Basic Research in Infection Biology
Infection Biology Research Areas at Swiss TPH
We strive towards acquiring new scientific knowledge in the fields of
- pathogen virulence, survival and transmission;
- infection dynamics and pathogenesis;
- innate and adaptive immunity;
- mechanisms and evolution of drug resistance; and
- pathogen diversity, evolution and population structure.
Our researchers and students employ state-of-the-art methodology nested in the fields of molecular biology, cell biology, biochemistry, in vitro cell culture, immunology, microbiology, genetics, population biology and bioinformatics.
Infectious Diseases in Focus at Swiss TPH
Our Research Units in the Department of Medical Parasitology and Infection Biology conduct cutting-edge basic research on infectious diseases of poverty including
- Malaria (caused by Plasmodium spp.),
- Tuberculosis (caused by Mycobacterium tuberculosis),
- Buruli ulcer (caused by Mycobacterium ulcerans) and
- Sleeping sickness, African trypanosomiasis (caused by Trypanosoma brucei).
Malaria and tuberculosis are two of the most devastating infectious diseases worldwide causing hundreds of millions of clinical cases each year. Buruli ulcer and African trypanosmiasis are so-called neglected tropical diseases that affect the poorest communities.
Malaria is caused by unicellular parasites of the genus Plasmodium that are transmitted from human to human by mosquitoes. P. falciparum is accountable for the majority of severe and fatal malaria cases. P. falciparum blood stage parasites are our main study objects. We explore various crucial aspects of the biology of these intracellular parasites such as red blood cell invasion and remodeling pathways, antigenic variation or sexual differentiation. We are furthermore interested in understanding anti-parasite immunity in malaria pre-exposed populations and the mode-of-action of select anti-malarial drugs.

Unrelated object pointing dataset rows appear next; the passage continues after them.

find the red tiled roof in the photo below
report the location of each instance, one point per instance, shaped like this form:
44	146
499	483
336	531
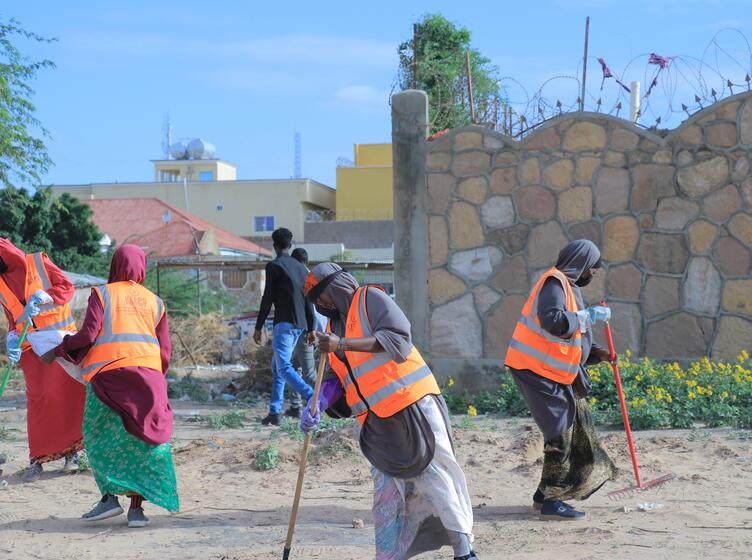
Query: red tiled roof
141	221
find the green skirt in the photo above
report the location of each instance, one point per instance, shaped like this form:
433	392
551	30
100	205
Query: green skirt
124	464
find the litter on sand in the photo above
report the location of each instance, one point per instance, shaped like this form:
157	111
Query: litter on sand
645	506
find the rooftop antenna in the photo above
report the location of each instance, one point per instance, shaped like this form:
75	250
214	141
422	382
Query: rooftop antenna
167	137
298	158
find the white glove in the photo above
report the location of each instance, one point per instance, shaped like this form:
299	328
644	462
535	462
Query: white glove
42	297
583	318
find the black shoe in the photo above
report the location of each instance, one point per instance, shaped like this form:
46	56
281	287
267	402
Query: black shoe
556	510
271	419
538	500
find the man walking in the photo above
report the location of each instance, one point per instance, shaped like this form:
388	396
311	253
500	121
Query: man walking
285	278
303	358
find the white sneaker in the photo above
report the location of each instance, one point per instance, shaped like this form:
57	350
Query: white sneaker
107	507
136	518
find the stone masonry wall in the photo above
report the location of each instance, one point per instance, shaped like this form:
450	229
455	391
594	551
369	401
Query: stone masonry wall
672	216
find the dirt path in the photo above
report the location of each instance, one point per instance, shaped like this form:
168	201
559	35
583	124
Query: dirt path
231	511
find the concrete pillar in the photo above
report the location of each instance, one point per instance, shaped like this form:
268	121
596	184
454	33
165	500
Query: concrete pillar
409	131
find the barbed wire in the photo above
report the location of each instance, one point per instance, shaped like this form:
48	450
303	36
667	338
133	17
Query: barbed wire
673	87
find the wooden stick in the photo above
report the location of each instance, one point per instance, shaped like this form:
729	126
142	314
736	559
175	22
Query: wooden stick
470	86
303	459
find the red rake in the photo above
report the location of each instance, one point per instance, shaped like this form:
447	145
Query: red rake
639	486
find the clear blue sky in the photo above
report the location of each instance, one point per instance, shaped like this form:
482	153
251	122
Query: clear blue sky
247	75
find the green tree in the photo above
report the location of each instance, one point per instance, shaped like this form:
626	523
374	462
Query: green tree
23	155
62	228
440	47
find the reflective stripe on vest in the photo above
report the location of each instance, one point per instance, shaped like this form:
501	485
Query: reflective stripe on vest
396	385
535	349
114	347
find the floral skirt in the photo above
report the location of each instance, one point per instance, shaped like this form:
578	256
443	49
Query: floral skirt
124	464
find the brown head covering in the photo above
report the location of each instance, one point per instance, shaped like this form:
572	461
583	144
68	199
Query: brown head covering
128	263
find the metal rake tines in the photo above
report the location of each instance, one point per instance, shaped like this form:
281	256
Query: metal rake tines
650	485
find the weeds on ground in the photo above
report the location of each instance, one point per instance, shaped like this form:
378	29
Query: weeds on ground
231	418
188	386
267	458
659	395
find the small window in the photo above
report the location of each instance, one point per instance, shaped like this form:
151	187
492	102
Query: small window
234	279
262	224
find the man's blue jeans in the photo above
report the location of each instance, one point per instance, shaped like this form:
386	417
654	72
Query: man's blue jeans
284	338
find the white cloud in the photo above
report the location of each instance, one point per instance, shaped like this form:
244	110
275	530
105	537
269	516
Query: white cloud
298	48
362	97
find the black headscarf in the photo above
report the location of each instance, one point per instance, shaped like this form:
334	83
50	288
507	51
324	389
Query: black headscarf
577	257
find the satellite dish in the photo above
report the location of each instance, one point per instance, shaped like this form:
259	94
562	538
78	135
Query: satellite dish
200	149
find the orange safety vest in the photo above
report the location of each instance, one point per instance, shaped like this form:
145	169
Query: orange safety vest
128	335
374	382
52	317
537	350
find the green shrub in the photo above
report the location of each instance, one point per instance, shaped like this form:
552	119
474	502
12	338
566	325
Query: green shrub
658	395
266	459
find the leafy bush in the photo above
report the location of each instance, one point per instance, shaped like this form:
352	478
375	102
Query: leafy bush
228	419
659	395
266	459
665	395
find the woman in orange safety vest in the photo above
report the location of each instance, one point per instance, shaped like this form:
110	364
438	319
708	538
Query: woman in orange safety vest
548	354
380	378
124	348
33	290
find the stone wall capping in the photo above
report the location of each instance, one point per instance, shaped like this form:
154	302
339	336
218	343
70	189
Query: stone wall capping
672	216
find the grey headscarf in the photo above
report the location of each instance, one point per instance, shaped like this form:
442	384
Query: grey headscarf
391	327
578	256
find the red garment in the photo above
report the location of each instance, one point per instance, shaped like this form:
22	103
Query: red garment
54	401
137	394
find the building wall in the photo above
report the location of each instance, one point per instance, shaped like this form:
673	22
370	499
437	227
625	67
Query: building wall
232	205
373	154
365	191
360	234
672	216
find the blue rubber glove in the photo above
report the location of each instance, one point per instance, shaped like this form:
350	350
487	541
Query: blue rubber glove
599	313
11	345
32	308
308	421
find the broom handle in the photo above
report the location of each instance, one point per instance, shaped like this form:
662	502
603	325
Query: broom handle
10	364
615	365
303	459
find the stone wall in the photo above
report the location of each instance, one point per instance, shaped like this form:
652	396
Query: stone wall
358	234
672	216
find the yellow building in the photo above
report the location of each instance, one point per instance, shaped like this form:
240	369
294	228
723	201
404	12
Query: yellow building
209	189
364	190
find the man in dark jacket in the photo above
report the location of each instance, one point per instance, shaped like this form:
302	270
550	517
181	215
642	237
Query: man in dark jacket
285	277
574	463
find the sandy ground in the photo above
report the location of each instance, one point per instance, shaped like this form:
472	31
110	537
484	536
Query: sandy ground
230	511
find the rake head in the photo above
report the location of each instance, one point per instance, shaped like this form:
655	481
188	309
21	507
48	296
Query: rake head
650	485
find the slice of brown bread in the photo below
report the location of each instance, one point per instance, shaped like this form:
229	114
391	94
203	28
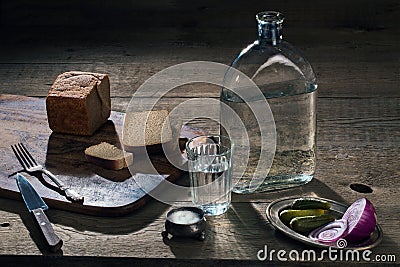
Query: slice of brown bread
78	102
148	129
108	156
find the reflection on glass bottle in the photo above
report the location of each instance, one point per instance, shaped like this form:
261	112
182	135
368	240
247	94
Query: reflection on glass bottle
288	83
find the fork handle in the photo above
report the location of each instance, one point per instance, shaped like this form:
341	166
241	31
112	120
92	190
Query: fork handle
68	192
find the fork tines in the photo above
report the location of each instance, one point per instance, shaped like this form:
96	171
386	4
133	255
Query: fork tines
23	155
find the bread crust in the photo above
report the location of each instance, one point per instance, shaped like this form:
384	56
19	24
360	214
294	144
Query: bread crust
78	102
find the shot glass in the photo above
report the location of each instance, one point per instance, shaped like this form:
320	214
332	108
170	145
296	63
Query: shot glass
210	172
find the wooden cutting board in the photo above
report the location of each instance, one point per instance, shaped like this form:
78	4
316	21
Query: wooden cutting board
106	192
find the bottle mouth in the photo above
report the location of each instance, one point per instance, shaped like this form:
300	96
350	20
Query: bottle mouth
270	17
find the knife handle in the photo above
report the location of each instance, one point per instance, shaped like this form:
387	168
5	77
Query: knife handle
52	239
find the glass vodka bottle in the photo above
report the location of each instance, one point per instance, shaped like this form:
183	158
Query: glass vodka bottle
288	83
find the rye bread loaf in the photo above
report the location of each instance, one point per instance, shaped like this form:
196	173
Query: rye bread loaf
78	102
150	129
108	156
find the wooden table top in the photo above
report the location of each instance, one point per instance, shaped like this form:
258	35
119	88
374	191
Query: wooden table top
353	47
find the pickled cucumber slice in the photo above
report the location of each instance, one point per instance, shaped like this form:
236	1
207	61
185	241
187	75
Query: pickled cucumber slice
287	215
308	223
310	203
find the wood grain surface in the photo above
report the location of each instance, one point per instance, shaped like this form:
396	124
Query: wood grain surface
106	192
352	45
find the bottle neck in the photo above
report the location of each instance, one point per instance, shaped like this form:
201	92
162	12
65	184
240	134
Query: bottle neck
270	34
270	27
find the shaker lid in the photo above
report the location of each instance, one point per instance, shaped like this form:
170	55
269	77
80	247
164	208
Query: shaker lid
270	17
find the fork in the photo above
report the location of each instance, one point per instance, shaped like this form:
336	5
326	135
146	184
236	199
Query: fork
30	165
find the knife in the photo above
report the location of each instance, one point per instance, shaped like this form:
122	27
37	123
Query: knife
37	206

Human African Trypanosomiasis (also known as sleeping sickness) is caused by the flagellated unicellular parasites of the species Trypanosoma brucei, which are transmitted via tsetse flies in several countries in sub-Saharan Africa. In humans, T. brucei multiplies extracellularly in the blood stream and lymphatic system, known as the first stage of the infection. The second stage of the infection, initiated by parasites crossing the blood-brain barrier, causes severe neurological complications and is fatal if untreated. We investigate the molecular mechanisms of drug resistance in T. brucei combining genetic and bioinformatic approaches.